Idempotence doesn't solve this problem. The jobs are all idempotent. The problem...

_sojh · on April 14, 2023

Or install an opensource gem[1] that recreates the functionality using the same redis rpoplpush[2] command

[1] https://gitlab.com/gitlab-org/ruby/gems/sidekiq-reliable-fet...

[2] https://redis.io/commands/rpoplpush/#pattern-reliable-queue

aqme28 · on April 14, 2023

Fair enough about idempotence.

I'm still confused about what you're saying though. You're saying that the language of "enhanced reliability" doesn't reflect losing 2 jobs over about 50*7 million (from your other comment)?

And that if you didn't pay for the service, you'd have to add some checks to make up for this?

That all seems incredibly reasonable to me.

danenania · on April 14, 2023

Crashes are under your control though. They’re not caused by sidekiq. And you could always add your own crash recovery logic, as you say. To me that makes it a reasonable candidate for a pro feature.

It’s hard to get this right though. No matter where the line gets drawn, free users will complain that they don’t get everything for free.

Mavvie · on April 14, 2023

How are crashes under your control? Again they aren't talking about uncaught exceptions, but crashes. So maybe the server gets unplugged, the network disconnects, etc.

danenania · on April 14, 2023

To me 'crash' means any unexpected termination, whether it's caused by an uncaught exception, OOM, or hardware/network issues.

I guess you can say that hardware issues on your host aren't under your control, but it's under your control to find a host that doesn't have these issues. And not even a full-on ACID database is going to be 100% reliable if you yank the power cord at the wrong moment.

Mavvie · on April 14, 2023

I hope my tone doesn't come across as rude or too argumentative, but I think your understanding is a bit inaccurate.

> it's under your control to find a host that doesn't have these issues

All hosts will have these issues, the only question is how often. If you need 100% consistency, then you can't use the free Sidekiq. Personally, I've never needed Sidekiq pro (as these kinds of crashes are extremely rare). But this will depend on your scale and use case.

> And not even a full-on ACID database is going to be 100% reliable if you yank the power cord at the wrong moment

This is only true if there's bugs in the DB, or some underlying disk corruption happens. The whole point of an ACID database is that they're atomic, durable, and consistent, even in the worst case scenario. If a power failure corrupted my SQL database I would feel very betrayed by the database.

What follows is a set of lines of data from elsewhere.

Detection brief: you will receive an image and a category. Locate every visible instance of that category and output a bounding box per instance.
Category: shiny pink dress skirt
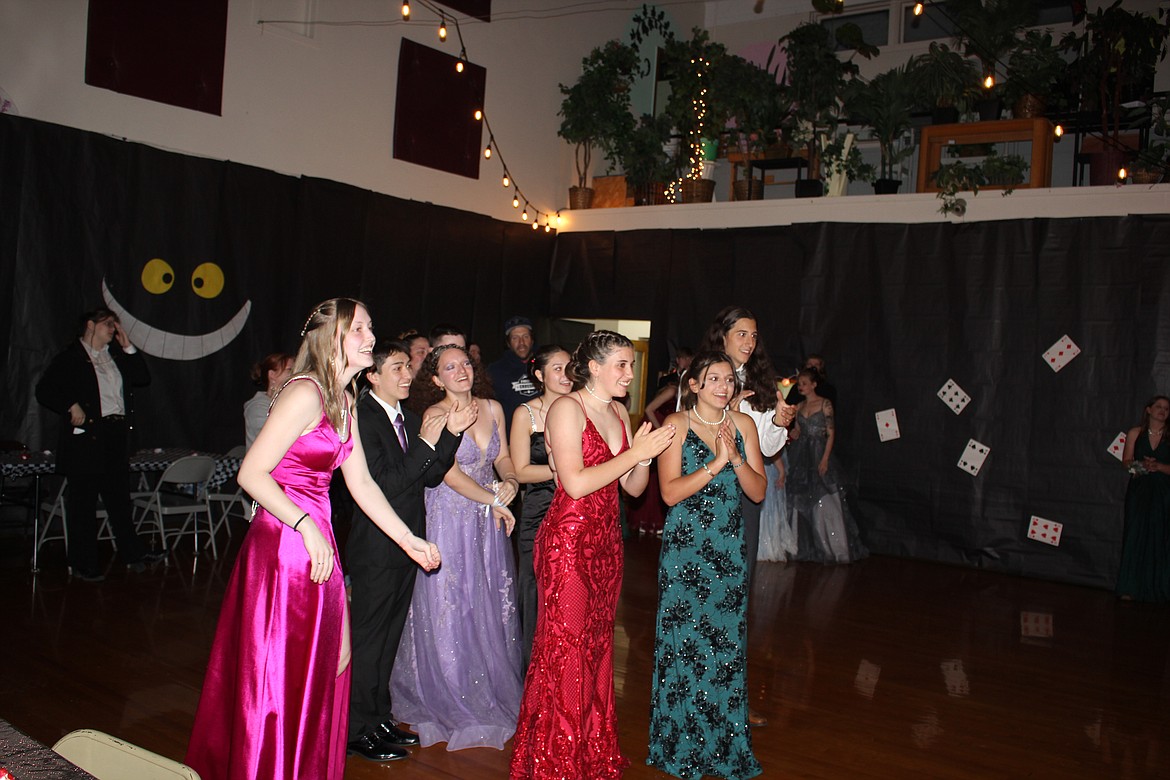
[185,415,353,780]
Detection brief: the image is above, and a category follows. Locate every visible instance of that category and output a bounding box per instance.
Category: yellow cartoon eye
[143,257,174,295]
[191,263,223,298]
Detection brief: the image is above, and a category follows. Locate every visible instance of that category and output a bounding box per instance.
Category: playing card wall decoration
[1042,336,1081,372]
[956,439,991,477]
[938,379,971,414]
[1027,515,1065,547]
[1109,430,1126,461]
[874,409,902,441]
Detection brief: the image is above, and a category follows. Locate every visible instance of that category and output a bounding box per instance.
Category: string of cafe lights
[401,0,562,233]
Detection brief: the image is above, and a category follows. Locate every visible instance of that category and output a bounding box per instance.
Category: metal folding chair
[133,455,219,559]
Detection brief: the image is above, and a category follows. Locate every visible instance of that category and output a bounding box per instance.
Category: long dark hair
[407,344,495,413]
[687,306,776,412]
[565,331,634,391]
[528,344,572,393]
[679,350,741,409]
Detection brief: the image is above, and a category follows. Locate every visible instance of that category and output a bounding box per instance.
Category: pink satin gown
[185,380,353,780]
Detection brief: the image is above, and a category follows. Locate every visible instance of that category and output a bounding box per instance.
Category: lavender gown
[390,426,523,751]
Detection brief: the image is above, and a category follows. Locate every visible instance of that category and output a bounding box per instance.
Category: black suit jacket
[345,393,461,567]
[36,341,150,475]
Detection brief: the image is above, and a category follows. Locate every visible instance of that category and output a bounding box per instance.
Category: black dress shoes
[346,734,410,761]
[374,723,419,747]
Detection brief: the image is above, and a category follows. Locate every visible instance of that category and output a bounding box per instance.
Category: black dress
[516,403,557,672]
[1117,432,1170,601]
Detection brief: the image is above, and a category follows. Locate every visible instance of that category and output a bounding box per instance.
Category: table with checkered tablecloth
[0,447,242,488]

danenania · on April 14, 2023

It wouldn’t be corrupted, but in-flight transactions could fail to commit, just like queued jobs can be lost with sidekiq. The failure modes are similar.

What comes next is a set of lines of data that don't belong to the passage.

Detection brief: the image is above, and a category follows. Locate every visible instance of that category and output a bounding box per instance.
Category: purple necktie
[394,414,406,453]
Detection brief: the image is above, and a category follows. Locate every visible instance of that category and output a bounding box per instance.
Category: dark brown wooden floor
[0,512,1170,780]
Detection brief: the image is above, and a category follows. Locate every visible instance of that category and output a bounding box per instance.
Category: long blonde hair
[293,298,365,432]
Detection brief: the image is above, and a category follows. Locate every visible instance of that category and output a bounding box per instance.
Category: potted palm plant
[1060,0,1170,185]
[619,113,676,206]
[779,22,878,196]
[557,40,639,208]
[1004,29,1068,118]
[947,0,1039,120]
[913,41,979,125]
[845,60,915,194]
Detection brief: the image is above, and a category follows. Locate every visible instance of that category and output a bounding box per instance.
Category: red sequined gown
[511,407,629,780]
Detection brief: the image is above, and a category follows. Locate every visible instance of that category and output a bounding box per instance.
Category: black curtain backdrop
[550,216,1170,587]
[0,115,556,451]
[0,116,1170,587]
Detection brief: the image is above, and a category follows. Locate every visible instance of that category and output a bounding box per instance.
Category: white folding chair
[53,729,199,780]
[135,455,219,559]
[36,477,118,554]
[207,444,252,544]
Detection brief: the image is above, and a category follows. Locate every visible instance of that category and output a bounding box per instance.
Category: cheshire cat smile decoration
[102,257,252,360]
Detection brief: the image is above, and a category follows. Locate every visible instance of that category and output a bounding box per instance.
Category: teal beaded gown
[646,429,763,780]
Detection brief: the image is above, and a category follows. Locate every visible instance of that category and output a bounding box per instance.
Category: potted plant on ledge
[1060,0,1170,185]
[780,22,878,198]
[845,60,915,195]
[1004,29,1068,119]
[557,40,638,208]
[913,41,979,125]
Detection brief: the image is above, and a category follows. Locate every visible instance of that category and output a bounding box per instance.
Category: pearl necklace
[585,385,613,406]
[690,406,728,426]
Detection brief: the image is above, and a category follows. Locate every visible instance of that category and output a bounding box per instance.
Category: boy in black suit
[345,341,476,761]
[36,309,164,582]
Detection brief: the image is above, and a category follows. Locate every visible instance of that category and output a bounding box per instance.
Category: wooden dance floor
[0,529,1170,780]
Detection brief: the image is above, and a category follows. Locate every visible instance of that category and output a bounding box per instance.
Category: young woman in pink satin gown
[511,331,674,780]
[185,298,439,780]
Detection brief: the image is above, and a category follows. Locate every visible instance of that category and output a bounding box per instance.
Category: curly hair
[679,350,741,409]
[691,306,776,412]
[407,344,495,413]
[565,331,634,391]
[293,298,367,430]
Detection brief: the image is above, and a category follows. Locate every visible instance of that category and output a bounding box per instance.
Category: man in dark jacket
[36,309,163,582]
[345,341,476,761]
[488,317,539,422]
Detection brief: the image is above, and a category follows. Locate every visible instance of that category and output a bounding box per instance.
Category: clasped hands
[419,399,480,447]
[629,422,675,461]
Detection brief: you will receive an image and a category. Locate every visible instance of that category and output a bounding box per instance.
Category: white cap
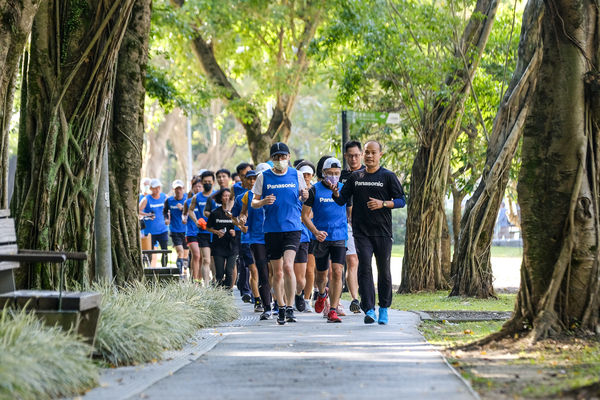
[299,165,315,175]
[323,157,342,169]
[255,163,271,174]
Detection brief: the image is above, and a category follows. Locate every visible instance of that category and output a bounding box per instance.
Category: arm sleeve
[304,186,317,208]
[252,174,264,197]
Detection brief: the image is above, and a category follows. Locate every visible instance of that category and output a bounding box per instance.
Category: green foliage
[0,309,98,400]
[95,282,238,366]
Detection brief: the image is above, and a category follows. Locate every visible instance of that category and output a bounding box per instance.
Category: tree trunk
[450,0,543,298]
[398,0,499,293]
[476,0,600,341]
[0,0,43,209]
[13,0,133,287]
[108,0,152,284]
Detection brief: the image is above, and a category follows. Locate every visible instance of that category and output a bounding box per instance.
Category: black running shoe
[350,299,360,314]
[279,308,296,322]
[294,294,306,312]
[277,307,285,325]
[260,311,271,321]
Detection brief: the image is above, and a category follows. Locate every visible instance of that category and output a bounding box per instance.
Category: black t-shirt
[334,168,404,237]
[206,207,237,257]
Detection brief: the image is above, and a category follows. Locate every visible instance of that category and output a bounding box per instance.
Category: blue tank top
[261,168,302,233]
[167,196,185,233]
[246,191,265,244]
[185,197,200,236]
[144,193,168,235]
[312,182,348,241]
[196,191,216,235]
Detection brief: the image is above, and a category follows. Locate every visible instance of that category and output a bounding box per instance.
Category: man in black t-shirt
[332,140,406,325]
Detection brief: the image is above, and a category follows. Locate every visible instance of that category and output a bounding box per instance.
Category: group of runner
[140,140,405,325]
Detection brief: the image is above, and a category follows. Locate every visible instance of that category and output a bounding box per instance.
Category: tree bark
[108,0,152,284]
[450,1,543,298]
[398,0,499,293]
[0,0,43,209]
[474,0,600,343]
[12,0,133,288]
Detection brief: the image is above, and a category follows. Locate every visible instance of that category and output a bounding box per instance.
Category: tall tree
[12,0,134,287]
[399,0,499,293]
[0,0,44,208]
[171,0,325,163]
[450,1,543,298]
[478,0,600,341]
[108,0,152,283]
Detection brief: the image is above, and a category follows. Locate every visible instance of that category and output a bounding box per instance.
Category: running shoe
[350,299,360,314]
[304,300,312,312]
[294,294,306,312]
[327,310,342,322]
[365,308,377,324]
[377,307,389,325]
[277,307,285,325]
[260,311,271,321]
[279,307,296,322]
[315,289,327,313]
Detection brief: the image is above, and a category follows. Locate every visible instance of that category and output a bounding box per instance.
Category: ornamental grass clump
[94,282,238,366]
[0,308,99,399]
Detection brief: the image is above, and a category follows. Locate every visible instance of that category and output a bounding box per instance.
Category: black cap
[271,142,290,157]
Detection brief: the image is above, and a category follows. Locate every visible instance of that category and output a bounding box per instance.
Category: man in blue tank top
[163,179,188,276]
[251,142,308,325]
[140,179,169,267]
[302,157,348,322]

I take your point that at a certain scale, hardware failure is inevitable, but if you’re running that many servers, you can afford sidekiq’s enterprise plan. It’s not something that will realistically happen if you’re just running like 20 instances on AWS. It’s perfectly reasonable to charge extra for something only large organizations with huge infrastructure budgets need.

Mavvie · on April 14, 2023

For sure, I agree with you.

I would say that queued jobs being lost is different from an in-flight transaction being auto-rolled-back, but it's not a super important distinction. Like others have said, I think Sidekiq really nailed the free vs premium features and its success is evidence of that.